Jakarta, JPPR – JPPR melaksanakan Webinar bertemakan “Mengkaji Konstitusionalitas Jadwal Pemilu di Indonesia” pada Kamis, 10 Maret 2022 yang dihadiri oleh Prof. Jimly Asshiddiqie Pakar Hukum Tata Negara, Hasyim Asy’ari (KPU RI), Dila Farhani (JPPR) sebagai narasumber.
Dalam sambutan Koordinator Nasional Jaringan Pendidikan Pemilih untuk Rakyat, Nurlia Dian Paramita menyampaikan bahwasannya JPPR menyayangkan adanya perubahan pola penentuan hari H pemungutan suara Pemilu serentak 2024 yakni 14 Februari 2024.
“JPPR menganggap keputusan ini dapat berpotensi sebagai pencederaan amanat konstitusi, yang mana Original Intent dalam frasa lima tahun sekali di dalam UUD 1945 menjadi berubah.
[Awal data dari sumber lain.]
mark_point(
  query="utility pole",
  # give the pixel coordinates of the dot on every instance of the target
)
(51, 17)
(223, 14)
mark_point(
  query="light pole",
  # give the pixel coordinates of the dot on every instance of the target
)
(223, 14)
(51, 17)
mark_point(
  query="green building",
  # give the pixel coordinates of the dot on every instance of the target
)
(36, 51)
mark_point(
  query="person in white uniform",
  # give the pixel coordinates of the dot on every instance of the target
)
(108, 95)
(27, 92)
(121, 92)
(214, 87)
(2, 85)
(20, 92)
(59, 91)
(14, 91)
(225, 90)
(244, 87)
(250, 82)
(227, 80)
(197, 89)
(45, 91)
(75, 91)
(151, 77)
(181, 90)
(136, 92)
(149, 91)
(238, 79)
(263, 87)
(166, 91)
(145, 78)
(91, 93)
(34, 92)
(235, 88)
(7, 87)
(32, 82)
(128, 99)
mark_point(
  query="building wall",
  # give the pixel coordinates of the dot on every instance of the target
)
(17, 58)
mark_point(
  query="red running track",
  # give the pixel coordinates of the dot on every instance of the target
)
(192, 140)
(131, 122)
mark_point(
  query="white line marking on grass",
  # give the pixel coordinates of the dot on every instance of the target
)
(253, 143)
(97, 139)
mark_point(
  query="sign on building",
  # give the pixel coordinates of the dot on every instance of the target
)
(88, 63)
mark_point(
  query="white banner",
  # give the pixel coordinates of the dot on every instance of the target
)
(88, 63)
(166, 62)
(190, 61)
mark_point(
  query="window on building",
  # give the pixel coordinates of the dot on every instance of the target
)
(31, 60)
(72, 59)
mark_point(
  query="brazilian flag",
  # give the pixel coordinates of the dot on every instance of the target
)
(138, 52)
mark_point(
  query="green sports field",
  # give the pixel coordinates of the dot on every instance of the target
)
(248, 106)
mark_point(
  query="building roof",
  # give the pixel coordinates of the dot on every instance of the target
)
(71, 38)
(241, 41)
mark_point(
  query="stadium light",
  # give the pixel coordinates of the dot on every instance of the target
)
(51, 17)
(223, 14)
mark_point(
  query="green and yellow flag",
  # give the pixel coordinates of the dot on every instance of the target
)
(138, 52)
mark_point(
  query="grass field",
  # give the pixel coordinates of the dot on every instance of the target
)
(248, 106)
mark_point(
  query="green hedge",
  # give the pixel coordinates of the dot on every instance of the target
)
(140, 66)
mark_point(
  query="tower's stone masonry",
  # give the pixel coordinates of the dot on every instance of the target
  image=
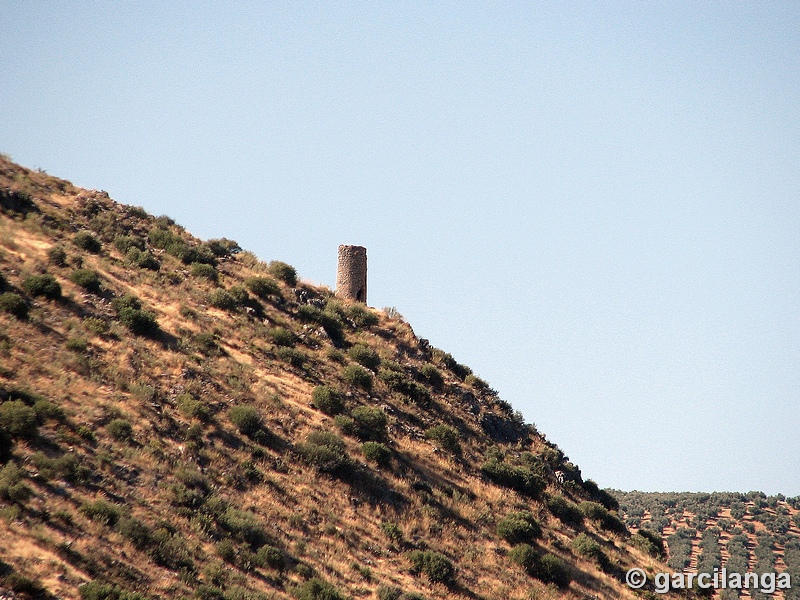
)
(351, 275)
Teknis penyelenggaraan Pemilu maju menjadi Bulan Februari, tentu ini tidak konsisten dengan Pemilu yang dilaksanakan secara reguler yaitu biasanya dilaksanakan pada bulan April,” Jelas Mita
Mita beranggapan Pemilu yang dilaksanakan bulan Februari 2024 nanti akan berimbas pada Pemilu selanjutnya yang dapat bergeser pada bulan Desember atau bahkan dapat ditentukan semaunya.
Menanggapi isu penundaan Pemilu, Pakar hukum Tata Negara, Jimly Asshidiqie menganggap bahwa Amandemen UUD 45 dan revisi UU untuk perpanjangan masa jabatan pemerintah secara prosedural mustahil terjadi dan hanya permainan isu elit politik.
“Logika akal sehat di bidang hukum seluruh dunia, jika pertandingan (Pemilu) sudah dimulai, aturan pertandingan tidak akan mungkin diubah saat itu juga, waktu yang singkat untuk mengajukan penundaan Pemilu juga menjadi tidak memungkinkan. Apalagi saat ini DPR sedang reser, ini cuma isu main-main saja,” Ujar Jimly
Jimly menghimbau masyarakat agar tidak terpengaruh dengan wacana perpanjangan masa jabatan masa jabatan presiden ataupun penundaan Pemilu. Selain itu Jimly juga mengingatkan para partai politik agar lebih fokus mempersiapkan diri menjelang Pemilu serentak 2024.
Selain itu, Prof. Jimly juga menyinggung terkait penetapan pemilu di bulan Februari dengan Pasal 22 E ayat 1 seyogyanya dilaksanakan siklus Pemilu dilaksanakan secara tertentu dan tepat dalam siklus lima tahun sekali.
“Kalau kita mau membangun tradisi yang sehat, masa jabatan Presiden dan juga pelaksanaan Pemilu sebagai pilar demokrasi harus tertentu, seperti di Amerika dalam UU nya di sebut secara eksplisit kapan tanggal dan bulan pelaksanaan Pemilunya”
Prof. Jimly menegaskan bahwa tanggal Pemilu, dan pelantikan Presiden dan Wakil Presiden harus dilakukan dengan waktu tertentu meskipun konstitusi tidak mejelaskan secara eksplisit, artinya perlu kejelian dan kepahaman bagi penyelenggara Pemilu dalam memahami makna UUD 1945.
Selain itu JPPR pun memiliki pembacaan terhadap beberapa perdebatan penentuan jadwal pelaksanaan Pemilu antara pemerintah dan KPU, bahwasannya kepastian siklus 5 lima tahun sekali tersebut didelegasikan kepada Undang-Undang untuk mengaturnya dengan mengikuti politik hukum negara atau Open Legal Legacy.
Masyarakat sipil juga mengharapkan integritas dan kemandirian KPU dalam melaksanakan mekanisme penyelenggaraan Pemilu yang ideal. Dalam hal ini meskipun masyarakat sipil tidak menjadi bagian dalam proses penentuan penyelenggaraan jadwal Pemilu, masyarakat tetap memiliki kepentingan karena berkaitan dengan kepentingan hukum publik (konstitusi) yang harus dijunjung tinggi dan ditaati secara bersama oleh seluruh pihak.